SPOILER FINALE CENERENTOLA

“Quando stavano per essere celebrate le nozze con il principe, arrivarono le false sorellastre: esse volevano ingraziarsi Cenerentola e partecipare alla sua fortuna. All’entrata della chiesa, la maggiore si trovò a destra di Cenerentola, la minore alla sua sinistra. Allora le colombe cavarono un occhio a ciascuna. Poi, all’uscita, la maggiore era a sinistra e la minore a destra; e le colombe cavarono a ciascuna l’altro occhio. Così esse furono punite con la cecità per essere state false e malvagie”.

CAPITE di cosa stiamo parlando? Uccellacci assassini e vendicatori.

Questa è la Cenerentola che mi piace, non come la trasposizione Disney dove finisce tutto a tarallucci e vino con la sguattera che si sposa e diventa regina perdonando tutto e tutti.

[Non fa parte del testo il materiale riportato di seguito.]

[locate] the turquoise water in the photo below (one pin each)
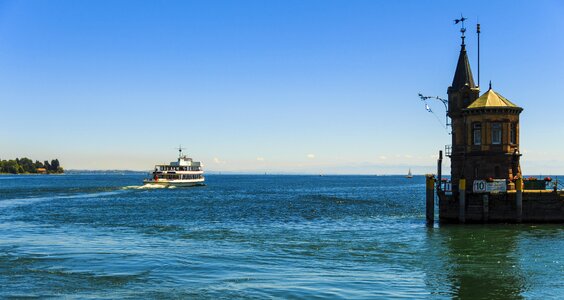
(245, 236)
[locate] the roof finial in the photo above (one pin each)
(462, 28)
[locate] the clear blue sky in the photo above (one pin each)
(267, 86)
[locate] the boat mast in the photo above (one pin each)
(180, 151)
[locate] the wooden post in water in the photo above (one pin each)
(519, 199)
(462, 200)
(440, 170)
(430, 200)
(486, 207)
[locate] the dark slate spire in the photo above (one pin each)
(463, 73)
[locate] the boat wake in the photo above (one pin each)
(147, 186)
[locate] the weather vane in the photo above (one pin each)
(462, 28)
(428, 108)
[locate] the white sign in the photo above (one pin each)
(495, 186)
(479, 186)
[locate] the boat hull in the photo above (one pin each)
(177, 183)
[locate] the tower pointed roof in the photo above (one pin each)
(463, 74)
(492, 99)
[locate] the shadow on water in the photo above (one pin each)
(475, 262)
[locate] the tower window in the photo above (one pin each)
(513, 133)
(477, 133)
(496, 133)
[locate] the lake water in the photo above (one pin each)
(254, 236)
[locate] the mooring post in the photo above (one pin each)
(440, 170)
(486, 207)
(462, 200)
(430, 200)
(519, 199)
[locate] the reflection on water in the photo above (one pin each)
(493, 261)
(483, 262)
(99, 236)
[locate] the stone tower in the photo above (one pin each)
(485, 130)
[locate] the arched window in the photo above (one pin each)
(477, 133)
(496, 133)
(513, 133)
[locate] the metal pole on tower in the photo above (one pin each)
(478, 32)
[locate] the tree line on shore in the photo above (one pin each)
(25, 165)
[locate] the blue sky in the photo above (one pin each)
(267, 86)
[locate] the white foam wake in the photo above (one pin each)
(147, 186)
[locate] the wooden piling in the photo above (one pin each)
(462, 200)
(486, 207)
(430, 200)
(519, 199)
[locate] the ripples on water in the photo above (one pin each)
(259, 237)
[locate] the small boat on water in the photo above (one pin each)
(180, 173)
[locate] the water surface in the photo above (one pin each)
(251, 236)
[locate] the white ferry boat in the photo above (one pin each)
(184, 172)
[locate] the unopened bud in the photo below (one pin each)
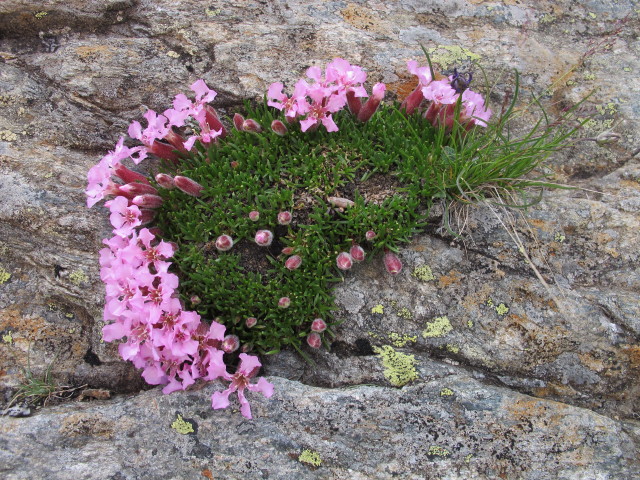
(284, 218)
(251, 322)
(314, 340)
(224, 243)
(284, 302)
(250, 125)
(318, 325)
(238, 120)
(392, 263)
(293, 262)
(188, 186)
(147, 201)
(278, 127)
(165, 181)
(230, 343)
(344, 261)
(263, 238)
(357, 253)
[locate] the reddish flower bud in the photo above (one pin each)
(263, 238)
(279, 128)
(284, 302)
(392, 263)
(147, 201)
(318, 325)
(284, 218)
(293, 262)
(188, 186)
(238, 120)
(357, 253)
(230, 343)
(224, 243)
(132, 189)
(250, 322)
(165, 181)
(314, 340)
(250, 125)
(344, 261)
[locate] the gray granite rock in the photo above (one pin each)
(543, 368)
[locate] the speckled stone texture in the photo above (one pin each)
(531, 376)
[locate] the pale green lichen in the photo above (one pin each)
(399, 368)
(379, 309)
(438, 327)
(423, 273)
(77, 277)
(401, 340)
(435, 450)
(310, 457)
(502, 309)
(182, 426)
(4, 276)
(452, 55)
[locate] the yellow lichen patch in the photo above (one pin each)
(4, 276)
(423, 273)
(310, 457)
(77, 277)
(401, 340)
(438, 327)
(379, 309)
(446, 392)
(182, 426)
(399, 368)
(451, 55)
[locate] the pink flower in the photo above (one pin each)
(248, 368)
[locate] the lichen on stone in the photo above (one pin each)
(399, 368)
(423, 273)
(438, 327)
(310, 457)
(181, 426)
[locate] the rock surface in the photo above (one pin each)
(544, 380)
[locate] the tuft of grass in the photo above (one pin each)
(394, 168)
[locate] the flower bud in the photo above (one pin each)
(238, 120)
(344, 261)
(263, 238)
(314, 340)
(318, 325)
(165, 181)
(250, 125)
(147, 201)
(284, 218)
(284, 302)
(293, 262)
(392, 263)
(357, 253)
(250, 322)
(230, 343)
(278, 127)
(188, 186)
(224, 243)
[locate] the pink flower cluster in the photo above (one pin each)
(442, 96)
(314, 103)
(171, 345)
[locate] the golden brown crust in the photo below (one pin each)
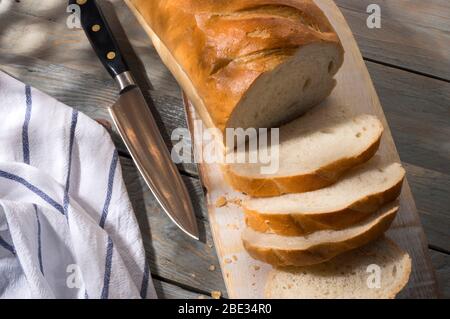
(224, 46)
(298, 224)
(321, 252)
(276, 186)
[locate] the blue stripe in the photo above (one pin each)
(112, 171)
(41, 267)
(73, 126)
(32, 188)
(25, 141)
(7, 246)
(108, 263)
(145, 280)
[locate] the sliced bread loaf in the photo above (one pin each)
(245, 63)
(319, 246)
(314, 151)
(348, 276)
(349, 201)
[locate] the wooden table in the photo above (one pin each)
(409, 61)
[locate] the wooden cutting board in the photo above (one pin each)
(246, 277)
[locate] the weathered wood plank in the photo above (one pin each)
(92, 95)
(171, 253)
(418, 111)
(414, 34)
(421, 136)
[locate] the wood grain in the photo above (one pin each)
(172, 255)
(414, 34)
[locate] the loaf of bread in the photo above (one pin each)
(245, 63)
(352, 199)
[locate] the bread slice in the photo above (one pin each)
(319, 246)
(351, 200)
(244, 63)
(314, 151)
(348, 276)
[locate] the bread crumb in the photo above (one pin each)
(232, 226)
(221, 201)
(216, 294)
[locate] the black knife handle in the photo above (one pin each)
(100, 36)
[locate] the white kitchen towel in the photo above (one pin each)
(67, 228)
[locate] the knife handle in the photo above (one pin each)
(100, 36)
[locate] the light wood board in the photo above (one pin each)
(246, 277)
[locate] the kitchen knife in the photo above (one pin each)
(136, 124)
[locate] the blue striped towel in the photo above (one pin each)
(67, 228)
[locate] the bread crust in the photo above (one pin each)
(223, 47)
(276, 186)
(298, 224)
(322, 252)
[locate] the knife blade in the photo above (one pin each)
(136, 124)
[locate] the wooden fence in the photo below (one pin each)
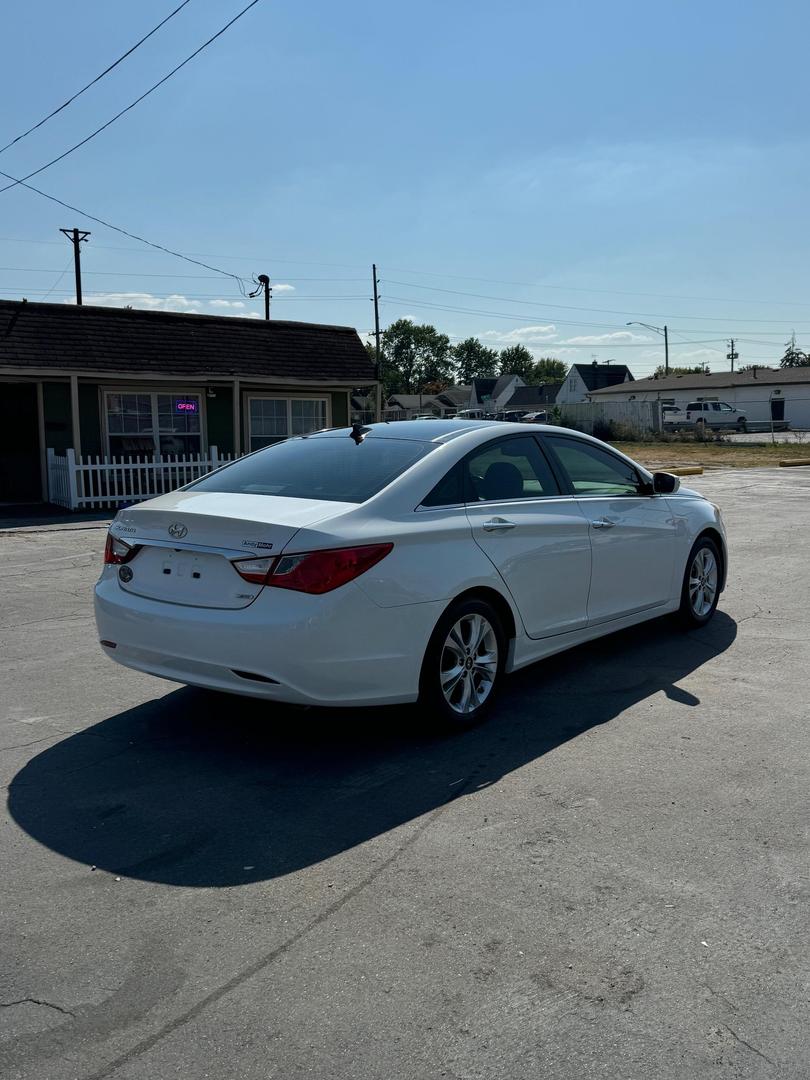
(94, 482)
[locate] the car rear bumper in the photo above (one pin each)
(336, 649)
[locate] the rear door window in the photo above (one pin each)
(509, 469)
(594, 471)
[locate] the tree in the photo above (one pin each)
(473, 361)
(549, 369)
(414, 356)
(794, 356)
(516, 360)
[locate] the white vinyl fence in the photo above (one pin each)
(639, 417)
(94, 482)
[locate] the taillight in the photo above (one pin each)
(320, 571)
(117, 551)
(253, 569)
(314, 571)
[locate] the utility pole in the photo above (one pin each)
(731, 354)
(666, 351)
(658, 329)
(264, 282)
(378, 373)
(77, 237)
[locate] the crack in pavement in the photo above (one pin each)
(36, 1001)
(748, 1045)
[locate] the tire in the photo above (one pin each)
(699, 602)
(468, 630)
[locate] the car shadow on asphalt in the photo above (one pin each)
(202, 790)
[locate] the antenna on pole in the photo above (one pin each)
(77, 237)
(262, 282)
(378, 354)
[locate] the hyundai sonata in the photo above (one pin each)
(402, 562)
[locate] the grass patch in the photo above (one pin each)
(716, 455)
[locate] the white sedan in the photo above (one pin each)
(402, 562)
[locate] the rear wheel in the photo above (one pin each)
(463, 664)
(701, 589)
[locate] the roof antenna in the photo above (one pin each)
(359, 433)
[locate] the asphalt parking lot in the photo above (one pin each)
(608, 880)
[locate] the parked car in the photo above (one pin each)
(705, 415)
(402, 562)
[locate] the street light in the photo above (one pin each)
(658, 329)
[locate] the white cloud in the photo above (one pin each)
(174, 302)
(523, 335)
(617, 337)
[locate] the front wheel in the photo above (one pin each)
(701, 589)
(463, 664)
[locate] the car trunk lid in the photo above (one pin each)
(187, 542)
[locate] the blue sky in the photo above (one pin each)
(521, 171)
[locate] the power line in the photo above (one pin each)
(183, 277)
(132, 105)
(94, 81)
(568, 307)
(132, 235)
(409, 301)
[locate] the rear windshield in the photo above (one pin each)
(337, 470)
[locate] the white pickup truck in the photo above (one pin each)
(705, 415)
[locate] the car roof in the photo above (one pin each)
(416, 431)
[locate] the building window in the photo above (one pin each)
(272, 419)
(153, 423)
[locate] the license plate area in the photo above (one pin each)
(185, 576)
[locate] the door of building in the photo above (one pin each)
(19, 455)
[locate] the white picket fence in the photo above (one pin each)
(94, 482)
(638, 416)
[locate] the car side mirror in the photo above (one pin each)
(664, 484)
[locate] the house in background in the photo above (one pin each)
(583, 379)
(764, 394)
(115, 381)
(534, 399)
(493, 394)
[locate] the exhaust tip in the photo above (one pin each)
(254, 677)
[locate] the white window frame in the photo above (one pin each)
(250, 395)
(153, 391)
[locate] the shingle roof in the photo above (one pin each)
(484, 388)
(763, 376)
(596, 376)
(107, 340)
(529, 396)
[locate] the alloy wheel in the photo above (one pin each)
(469, 663)
(702, 582)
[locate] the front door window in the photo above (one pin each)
(272, 419)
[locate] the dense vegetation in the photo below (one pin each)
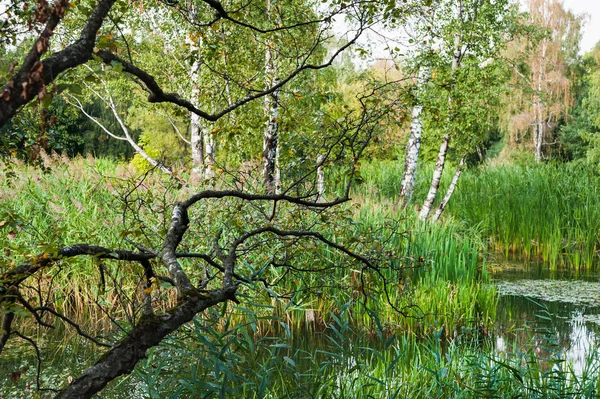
(231, 199)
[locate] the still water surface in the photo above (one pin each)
(549, 311)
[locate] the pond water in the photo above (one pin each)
(548, 311)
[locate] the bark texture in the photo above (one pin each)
(31, 79)
(450, 190)
(437, 177)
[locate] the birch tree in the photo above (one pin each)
(476, 30)
(536, 110)
(188, 233)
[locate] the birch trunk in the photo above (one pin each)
(271, 173)
(196, 135)
(441, 159)
(437, 177)
(209, 154)
(414, 142)
(450, 190)
(538, 129)
(320, 179)
(126, 135)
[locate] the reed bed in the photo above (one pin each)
(545, 212)
(435, 279)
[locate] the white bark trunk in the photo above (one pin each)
(271, 173)
(450, 190)
(196, 135)
(414, 139)
(437, 177)
(209, 154)
(441, 159)
(320, 179)
(126, 135)
(539, 123)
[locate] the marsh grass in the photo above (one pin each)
(546, 212)
(437, 279)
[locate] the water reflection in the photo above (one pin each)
(550, 314)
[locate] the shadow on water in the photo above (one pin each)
(548, 311)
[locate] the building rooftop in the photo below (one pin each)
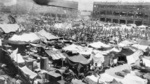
(64, 4)
(122, 3)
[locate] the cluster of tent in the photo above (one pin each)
(81, 46)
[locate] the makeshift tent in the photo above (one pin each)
(134, 57)
(116, 50)
(7, 28)
(78, 49)
(28, 72)
(102, 79)
(17, 57)
(142, 26)
(98, 58)
(125, 43)
(146, 61)
(80, 59)
(0, 42)
(15, 42)
(132, 79)
(56, 55)
(26, 37)
(99, 45)
(126, 52)
(141, 47)
(47, 35)
(143, 42)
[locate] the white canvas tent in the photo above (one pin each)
(17, 57)
(125, 43)
(134, 57)
(99, 45)
(26, 37)
(78, 49)
(7, 28)
(47, 35)
(141, 47)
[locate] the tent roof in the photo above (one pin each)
(7, 28)
(26, 37)
(142, 26)
(141, 47)
(78, 49)
(143, 42)
(99, 45)
(15, 42)
(80, 59)
(125, 43)
(126, 51)
(55, 54)
(47, 35)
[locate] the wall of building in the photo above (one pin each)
(124, 13)
(29, 7)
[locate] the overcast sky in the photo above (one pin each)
(83, 4)
(88, 4)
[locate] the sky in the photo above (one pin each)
(88, 4)
(83, 4)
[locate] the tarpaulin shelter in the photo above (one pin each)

Nella versione originale chi si comporta male “purga”.

I cattivi vengono puniti come  giusto che sia.

Guardavo proprio ieri pomeriggio con Virginia (su netflix dedicato ai bimbi) i cartoni animati che propongono adesso. NON ESISTONO PIù I VERI CATTIVI.

Questo secondo me è diseducativo, il bambino deve poter essere messo nella condizione di potersi identificare coi personaggi e capire la differenza tra “buono e cattivo”, “giusto e sbagliato”.

Se creano dei cattivi che alla fine sono delle mezze seghe (tipo Romeo dei PJMASK) il bambino vien su con l’idea che “ok esistono persone limitatamente cattive ma che comunque alla fine diventano buone”, cosa che non è assolutamente vera.

Nella realtà esistono le persone realmente cattive, da cui dover stare alla larga o difendersi…e soprattutto bisogna sviluppare una sorta di intuito che ti fa fiutare “l’inganno”.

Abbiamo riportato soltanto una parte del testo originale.